6. The use of any one of claims 1 to 3, wherein said extract is a water extract, an alcohol extract, a water/alcohol extract, a hexane extract or a CO2 extract.

7. The use of claim 6, wherein said alcohol is methanol or ethanol.

8. The use of any one of claims 1 to 5, wherein said fraction is a protein fraction or a gallotannin fraction.

9. The use of any one of claims 1 to 5 or 8, wherein said gallotannin is or said gallotannin fraction comprises corilagin.

10. The use of any one of claims 1 to or 8, wherein said gallotannin is or said gallotannin fraction comprises geraniin.

11. The use of any one of claims 1 to 5 or 8, wherein said gallotannin is or said gallotannin fraction comprises ellagic acid.

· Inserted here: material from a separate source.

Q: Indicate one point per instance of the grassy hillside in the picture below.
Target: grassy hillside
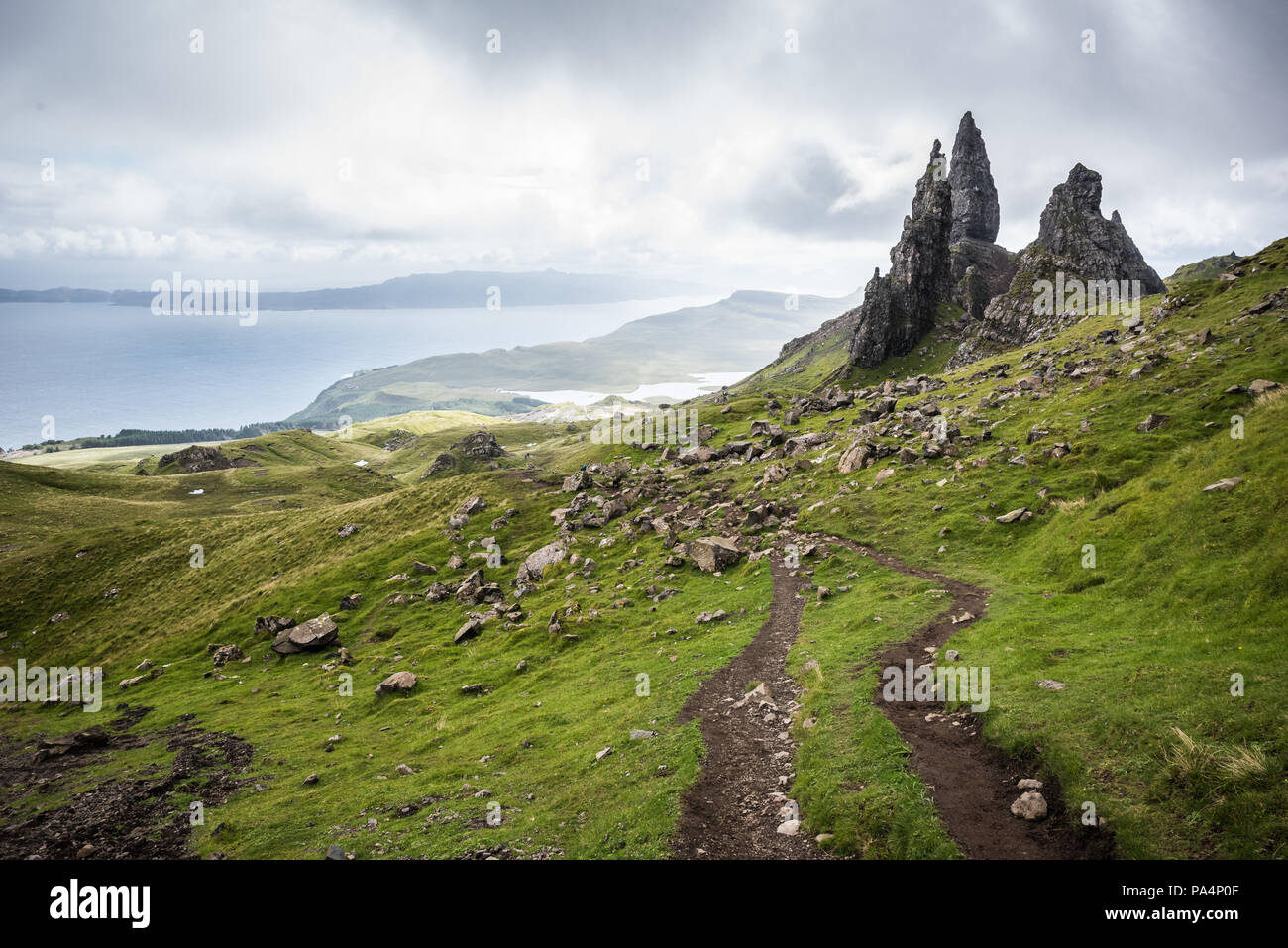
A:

12. The use of any one of claims 1 to 5 or 8, wherein said gallotannin is or said gallotannin fraction comprises brevifolin carboxylic acid.

13. The use of any one of claims 1 to 5 or 8, wherein said gallotannin is or said gallotannin fraction comprises an ellagitannin different from corilagin, geraniin, ellagic acid and brevifolin carboxylic acid.

14. The use of claim 1 to 5 or 8, wherein said combination of gallotannins or said gallotannin fraction comprises at least two of corilagin, geraniin, ellagic acid and brevifolin carboxylic acid and optionally said ellagitannin different from corilagin and geraniin.

15. The use of any one of claims 1 to 14, wherein said gallotannins are formulated into said pharmaceutical composition in a concentration of 0.1 to 99.9%.

16. The use of any one of claims 1 to 15, wherein said extract or said fraction is present in a concentration of 0.1 to 99.9% in said pharmaceutical composition.

17. The use of any one of claims 1 to 16, wherein said Phyllanthus is Phyllanthus amarus.